# Phrag. Andean Tears weird discoloration



## treefrog (Aug 4, 2010)

For the last 5 months or so (I've had this plant for more than 2 years now), I've been observing weird discoloration of the top leaves of my Phrag kovachii x walisii. The leaves look healthy in morphology but the color is wrong.

All my other phrags have a nice healthy green coloration and they all receive the same care with regular fertilizer, iron and magnesium supplements. Also the roots of the plant are healthy
Does anyone has a hint on what is wrong?
Here are the pictures:


----------



## Drorchid (Aug 4, 2010)

My first guess is that your pH in the pot is probably too low, at that stage you will see calcium deficiency. I think kovachii and its hybrids seem to be more sensitive to that, and prefer a higher pH (we grow ours in straight diatomite, which increases the pH in the media).

Robert


----------



## Shiva (Aug 4, 2010)

Robert could very well be right but it's also possible that it's getting a little too much light. Some plants like a little more shade then the others. Also, looking at the medium in the pot, il may need repotting.


----------



## Kavanaru (Aug 4, 2010)

I am with Robert onthis one. That decoloration looks more like nutrients deficiency than a response to excesive light....


----------



## treefrog (Aug 4, 2010)

I was too under the impression it might need calcium. I normally water all my phrag with RO water with constant 50-100ppm of fertilizer. I'm switching it right back to tap water (mine has a lot of calcium).


----------



## goldenrose (Aug 4, 2010)

What fertilizer are you using? Does it have calcium & trace minerals? Interesting, I can't see how one formula is going to fit the needs of all orchid plants.


----------



## Eric Muehlbauer (Aug 4, 2010)

My kovachii x longifolium is very pale and streaky...I had added dolomite, and blamed it on that. I've repotted it into a new mix with no added dolomite...we'll see if it improves.


----------



## Rick (Aug 4, 2010)

goldenrose said:


> What fertilizer are you using? Does it have calcium & trace minerals? Interesting, I can't see how one formula is going to fit the needs of all orchid plants.
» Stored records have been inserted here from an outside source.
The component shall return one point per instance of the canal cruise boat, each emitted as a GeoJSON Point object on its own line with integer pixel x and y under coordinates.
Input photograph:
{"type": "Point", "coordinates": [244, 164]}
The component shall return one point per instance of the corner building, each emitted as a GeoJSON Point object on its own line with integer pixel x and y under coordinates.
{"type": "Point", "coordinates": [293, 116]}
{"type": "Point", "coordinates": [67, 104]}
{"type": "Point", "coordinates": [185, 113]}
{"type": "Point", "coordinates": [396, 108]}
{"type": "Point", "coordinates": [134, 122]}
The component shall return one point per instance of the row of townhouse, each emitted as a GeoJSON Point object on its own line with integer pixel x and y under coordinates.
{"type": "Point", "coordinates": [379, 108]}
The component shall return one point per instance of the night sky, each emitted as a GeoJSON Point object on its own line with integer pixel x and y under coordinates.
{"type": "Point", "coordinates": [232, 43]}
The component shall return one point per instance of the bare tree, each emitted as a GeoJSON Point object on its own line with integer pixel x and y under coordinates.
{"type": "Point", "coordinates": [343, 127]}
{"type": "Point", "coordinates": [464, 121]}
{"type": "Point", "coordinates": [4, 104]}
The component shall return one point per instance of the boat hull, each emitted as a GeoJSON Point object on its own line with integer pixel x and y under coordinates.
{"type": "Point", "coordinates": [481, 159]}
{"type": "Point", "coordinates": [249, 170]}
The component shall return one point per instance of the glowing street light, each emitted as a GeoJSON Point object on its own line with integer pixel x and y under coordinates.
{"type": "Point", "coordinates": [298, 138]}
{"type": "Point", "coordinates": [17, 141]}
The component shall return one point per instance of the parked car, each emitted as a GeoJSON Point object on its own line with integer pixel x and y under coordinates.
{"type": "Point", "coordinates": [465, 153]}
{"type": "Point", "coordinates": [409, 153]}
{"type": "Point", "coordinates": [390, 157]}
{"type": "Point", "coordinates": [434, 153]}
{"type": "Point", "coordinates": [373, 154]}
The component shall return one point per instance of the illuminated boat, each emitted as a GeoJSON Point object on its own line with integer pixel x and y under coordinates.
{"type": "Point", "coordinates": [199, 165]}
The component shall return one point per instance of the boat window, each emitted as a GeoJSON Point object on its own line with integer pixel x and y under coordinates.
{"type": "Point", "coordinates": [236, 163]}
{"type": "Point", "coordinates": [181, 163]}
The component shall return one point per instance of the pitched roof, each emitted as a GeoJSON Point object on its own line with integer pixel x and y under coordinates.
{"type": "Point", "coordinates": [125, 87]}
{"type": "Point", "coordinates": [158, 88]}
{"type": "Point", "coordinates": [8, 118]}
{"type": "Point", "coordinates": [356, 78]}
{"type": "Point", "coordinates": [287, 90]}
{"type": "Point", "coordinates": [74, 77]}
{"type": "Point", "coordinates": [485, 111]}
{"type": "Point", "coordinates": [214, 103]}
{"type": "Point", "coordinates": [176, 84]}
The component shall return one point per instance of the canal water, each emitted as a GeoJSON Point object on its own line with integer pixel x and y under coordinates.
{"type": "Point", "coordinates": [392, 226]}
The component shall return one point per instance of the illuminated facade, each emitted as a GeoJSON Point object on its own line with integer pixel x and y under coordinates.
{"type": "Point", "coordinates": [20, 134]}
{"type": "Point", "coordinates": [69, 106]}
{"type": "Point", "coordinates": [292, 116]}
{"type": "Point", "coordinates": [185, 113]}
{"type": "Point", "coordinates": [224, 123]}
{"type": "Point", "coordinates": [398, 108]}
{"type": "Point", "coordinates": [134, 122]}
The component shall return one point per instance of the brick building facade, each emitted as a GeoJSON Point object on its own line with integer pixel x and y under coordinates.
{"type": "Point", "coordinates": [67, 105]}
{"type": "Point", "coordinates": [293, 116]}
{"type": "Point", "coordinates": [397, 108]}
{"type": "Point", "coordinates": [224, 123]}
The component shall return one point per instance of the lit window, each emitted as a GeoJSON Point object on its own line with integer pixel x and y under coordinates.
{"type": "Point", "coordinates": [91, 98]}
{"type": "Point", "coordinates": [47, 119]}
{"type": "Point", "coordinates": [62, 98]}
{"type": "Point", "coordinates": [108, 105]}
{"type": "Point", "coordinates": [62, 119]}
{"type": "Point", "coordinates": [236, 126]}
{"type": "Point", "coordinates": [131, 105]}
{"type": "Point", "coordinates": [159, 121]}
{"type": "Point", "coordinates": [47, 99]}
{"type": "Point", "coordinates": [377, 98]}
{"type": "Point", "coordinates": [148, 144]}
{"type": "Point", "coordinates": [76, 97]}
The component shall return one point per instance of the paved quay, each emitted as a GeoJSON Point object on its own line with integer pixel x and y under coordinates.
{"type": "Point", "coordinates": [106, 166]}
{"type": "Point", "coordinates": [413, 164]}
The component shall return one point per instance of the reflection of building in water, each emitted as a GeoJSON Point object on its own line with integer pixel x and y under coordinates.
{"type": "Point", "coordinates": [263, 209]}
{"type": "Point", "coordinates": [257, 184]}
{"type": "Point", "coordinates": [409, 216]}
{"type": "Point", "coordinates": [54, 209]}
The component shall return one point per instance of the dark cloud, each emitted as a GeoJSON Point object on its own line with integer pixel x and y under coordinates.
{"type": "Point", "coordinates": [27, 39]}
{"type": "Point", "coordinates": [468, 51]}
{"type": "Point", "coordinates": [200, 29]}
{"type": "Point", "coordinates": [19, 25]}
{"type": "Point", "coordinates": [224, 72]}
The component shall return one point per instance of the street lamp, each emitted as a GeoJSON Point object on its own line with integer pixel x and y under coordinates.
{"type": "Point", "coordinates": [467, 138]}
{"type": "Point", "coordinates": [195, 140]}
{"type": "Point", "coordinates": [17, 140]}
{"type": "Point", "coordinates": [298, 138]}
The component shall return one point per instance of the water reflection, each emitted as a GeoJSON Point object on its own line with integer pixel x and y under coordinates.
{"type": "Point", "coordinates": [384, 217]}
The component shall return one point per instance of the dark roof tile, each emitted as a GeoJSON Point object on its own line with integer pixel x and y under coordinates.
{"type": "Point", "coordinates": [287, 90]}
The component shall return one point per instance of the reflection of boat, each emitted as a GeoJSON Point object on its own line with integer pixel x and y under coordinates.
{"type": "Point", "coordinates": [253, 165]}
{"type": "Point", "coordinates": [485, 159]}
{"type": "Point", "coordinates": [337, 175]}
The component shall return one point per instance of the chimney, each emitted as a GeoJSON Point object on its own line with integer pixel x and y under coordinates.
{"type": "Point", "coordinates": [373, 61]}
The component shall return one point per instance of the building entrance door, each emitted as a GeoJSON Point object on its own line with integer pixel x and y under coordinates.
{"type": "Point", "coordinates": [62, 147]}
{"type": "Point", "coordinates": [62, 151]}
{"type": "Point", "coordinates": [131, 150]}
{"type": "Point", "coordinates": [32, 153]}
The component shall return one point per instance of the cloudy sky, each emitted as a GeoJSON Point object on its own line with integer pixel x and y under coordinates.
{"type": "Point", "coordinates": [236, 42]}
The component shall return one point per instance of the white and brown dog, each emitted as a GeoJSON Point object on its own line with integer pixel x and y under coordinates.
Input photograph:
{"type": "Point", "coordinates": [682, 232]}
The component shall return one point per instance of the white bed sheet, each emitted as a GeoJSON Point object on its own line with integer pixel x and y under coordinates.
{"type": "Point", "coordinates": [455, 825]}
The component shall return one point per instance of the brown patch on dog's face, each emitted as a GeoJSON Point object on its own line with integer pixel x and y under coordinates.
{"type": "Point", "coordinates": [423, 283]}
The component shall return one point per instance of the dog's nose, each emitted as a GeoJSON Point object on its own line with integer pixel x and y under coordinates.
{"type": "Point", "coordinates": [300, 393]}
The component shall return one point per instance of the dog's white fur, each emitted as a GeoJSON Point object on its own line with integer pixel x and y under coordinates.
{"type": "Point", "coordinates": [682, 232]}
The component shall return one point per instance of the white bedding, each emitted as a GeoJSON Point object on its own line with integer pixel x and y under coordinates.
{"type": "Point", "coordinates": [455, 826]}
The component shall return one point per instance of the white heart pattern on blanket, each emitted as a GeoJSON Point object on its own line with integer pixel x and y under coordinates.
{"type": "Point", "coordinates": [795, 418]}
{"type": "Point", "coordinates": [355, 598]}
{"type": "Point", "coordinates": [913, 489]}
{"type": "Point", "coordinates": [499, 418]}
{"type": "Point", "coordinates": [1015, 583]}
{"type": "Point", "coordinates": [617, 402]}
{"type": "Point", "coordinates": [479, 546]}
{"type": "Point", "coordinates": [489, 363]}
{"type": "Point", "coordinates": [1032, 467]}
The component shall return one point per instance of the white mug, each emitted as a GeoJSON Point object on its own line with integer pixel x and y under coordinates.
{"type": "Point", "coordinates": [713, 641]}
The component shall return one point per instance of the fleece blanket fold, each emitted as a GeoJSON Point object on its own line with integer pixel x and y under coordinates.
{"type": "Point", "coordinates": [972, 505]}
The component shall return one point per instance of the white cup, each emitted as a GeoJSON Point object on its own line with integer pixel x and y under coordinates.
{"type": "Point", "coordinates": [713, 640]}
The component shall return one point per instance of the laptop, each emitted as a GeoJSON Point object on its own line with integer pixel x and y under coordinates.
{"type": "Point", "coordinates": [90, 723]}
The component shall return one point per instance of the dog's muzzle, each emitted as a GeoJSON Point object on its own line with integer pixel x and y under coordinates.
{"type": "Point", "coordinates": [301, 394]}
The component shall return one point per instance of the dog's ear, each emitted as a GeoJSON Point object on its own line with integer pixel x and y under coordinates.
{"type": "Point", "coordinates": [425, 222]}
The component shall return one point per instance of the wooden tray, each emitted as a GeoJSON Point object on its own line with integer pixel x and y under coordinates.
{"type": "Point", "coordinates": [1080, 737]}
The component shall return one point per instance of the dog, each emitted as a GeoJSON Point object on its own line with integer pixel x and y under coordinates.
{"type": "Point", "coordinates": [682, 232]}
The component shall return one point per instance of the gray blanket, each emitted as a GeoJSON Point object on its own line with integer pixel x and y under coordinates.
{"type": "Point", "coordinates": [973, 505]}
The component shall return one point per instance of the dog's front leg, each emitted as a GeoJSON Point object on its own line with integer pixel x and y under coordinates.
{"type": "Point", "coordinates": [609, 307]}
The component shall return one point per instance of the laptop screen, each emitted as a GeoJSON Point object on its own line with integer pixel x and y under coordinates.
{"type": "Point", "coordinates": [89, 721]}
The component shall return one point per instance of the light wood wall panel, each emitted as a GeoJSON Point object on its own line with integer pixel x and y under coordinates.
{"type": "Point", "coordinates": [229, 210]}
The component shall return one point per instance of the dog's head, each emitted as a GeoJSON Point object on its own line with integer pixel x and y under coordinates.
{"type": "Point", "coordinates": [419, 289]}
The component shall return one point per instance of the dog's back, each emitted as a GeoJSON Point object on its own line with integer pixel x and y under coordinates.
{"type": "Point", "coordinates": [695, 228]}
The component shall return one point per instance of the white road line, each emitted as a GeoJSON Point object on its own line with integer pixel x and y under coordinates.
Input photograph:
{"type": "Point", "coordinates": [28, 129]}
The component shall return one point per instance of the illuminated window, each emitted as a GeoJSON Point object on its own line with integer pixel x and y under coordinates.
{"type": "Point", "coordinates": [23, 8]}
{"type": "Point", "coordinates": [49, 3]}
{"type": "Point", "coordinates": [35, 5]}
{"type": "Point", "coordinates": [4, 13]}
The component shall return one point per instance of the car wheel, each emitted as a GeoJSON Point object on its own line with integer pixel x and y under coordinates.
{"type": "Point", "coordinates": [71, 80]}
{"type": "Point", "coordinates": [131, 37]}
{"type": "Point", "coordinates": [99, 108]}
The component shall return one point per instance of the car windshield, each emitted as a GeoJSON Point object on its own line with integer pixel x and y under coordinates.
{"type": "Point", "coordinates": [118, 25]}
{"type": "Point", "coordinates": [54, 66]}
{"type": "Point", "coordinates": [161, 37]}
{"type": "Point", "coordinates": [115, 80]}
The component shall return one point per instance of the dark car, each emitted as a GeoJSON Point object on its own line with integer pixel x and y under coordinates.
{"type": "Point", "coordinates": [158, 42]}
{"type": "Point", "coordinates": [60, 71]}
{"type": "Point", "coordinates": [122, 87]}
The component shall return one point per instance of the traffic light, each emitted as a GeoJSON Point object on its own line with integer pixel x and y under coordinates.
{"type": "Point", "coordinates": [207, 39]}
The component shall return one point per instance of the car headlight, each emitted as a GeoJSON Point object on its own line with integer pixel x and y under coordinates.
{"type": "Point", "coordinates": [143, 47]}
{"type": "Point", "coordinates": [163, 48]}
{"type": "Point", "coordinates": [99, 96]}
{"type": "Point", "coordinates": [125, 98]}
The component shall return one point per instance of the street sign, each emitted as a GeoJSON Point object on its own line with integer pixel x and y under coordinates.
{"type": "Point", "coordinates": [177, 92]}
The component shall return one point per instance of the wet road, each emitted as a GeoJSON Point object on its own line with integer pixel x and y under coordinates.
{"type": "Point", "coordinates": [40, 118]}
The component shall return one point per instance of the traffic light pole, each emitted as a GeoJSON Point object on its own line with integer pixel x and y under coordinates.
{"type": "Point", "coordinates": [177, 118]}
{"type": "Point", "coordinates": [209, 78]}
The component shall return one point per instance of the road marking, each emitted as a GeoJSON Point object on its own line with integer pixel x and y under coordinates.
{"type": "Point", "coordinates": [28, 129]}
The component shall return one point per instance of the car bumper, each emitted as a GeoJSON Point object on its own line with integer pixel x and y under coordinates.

However if the pot pH is too high or low, then calcium (even when present) can become non available.

Iron tends to drop pH too, and also competes for phosphate.

It's interesting to see individual plants reacting this way (I'm sure Treefrog is more concerned than "interested") so we'll see if the water shift makes a difference.

I also used solely RO water for many years because my well water is so salty/hard. But since I've shifted to a 10% mix of my well water with RO water I'm getting overall nice leaf growth on many of my plants.


----------



## Justin (Aug 4, 2010)

50-100ppm of fertilizer is also on the very low range. suggest upping the fertilize, and as Goldenrose said you should make sure the fertilizer has calcium and magnesium, not all do. Cal-Mag and pH adjustment are very important if using RO.


----------



## Kavanaru (Aug 5, 2010)

I have been using RO water with 120-150ppm Peter's Excell with good results, however, after changuing to MSU Formula for RO many of my plants starting having similar problems as treefrog's plant. mixing with 50% tapwater has helped to start solving the issue...


----------



## PaphMadMan (Aug 5, 2010)

This looks like Iron deficiency to me. Calcium deficiency at this level would probably show some pitted leaf tissue, the beginning of necrosis. Or some other nutrient could be the problem, but no matter which it is, the cure is the same - make sure your pH is correct and increase fertilizer level, including micronutrients.


----------



## goldenrose (Aug 5, 2010)

goldenrose said:


> What fertilizer are you using? Does it have calcium & trace minerals? Interesting, I can't see how one formula is going to fit the needs of all orchid plants.





Rick said:


> However if the pot pH is too high or low, then calcium (even when present) can become non available.
> Iron tends to drop pH too, and also competes for phosphate.
> 
> It's interesting to see individual plants reacting this way (I'm sure Treefrog is more concerned than "interested") so we'll see if the water shift makes a difference.
> ...


Good reminder Rick. My well/tap water is hard & I would think high in iron, I can't remember having a plant response as Treefrog's. I don't fix it if it's not broke. I might make slight changes here & there but if it were just a single plant I would not be switching back, why not just make a little special brew for that plant?


----------



## gonewild (Aug 5, 2010)

Kavanaru said:


> I have been using RO water with 120-150ppm Peter's Excell with good results, however, after changuing to MSU Formula for RO many of my plants starting having similar problems as treefrog's plant. mixing with 50% tapwater has helped to start solving the issue...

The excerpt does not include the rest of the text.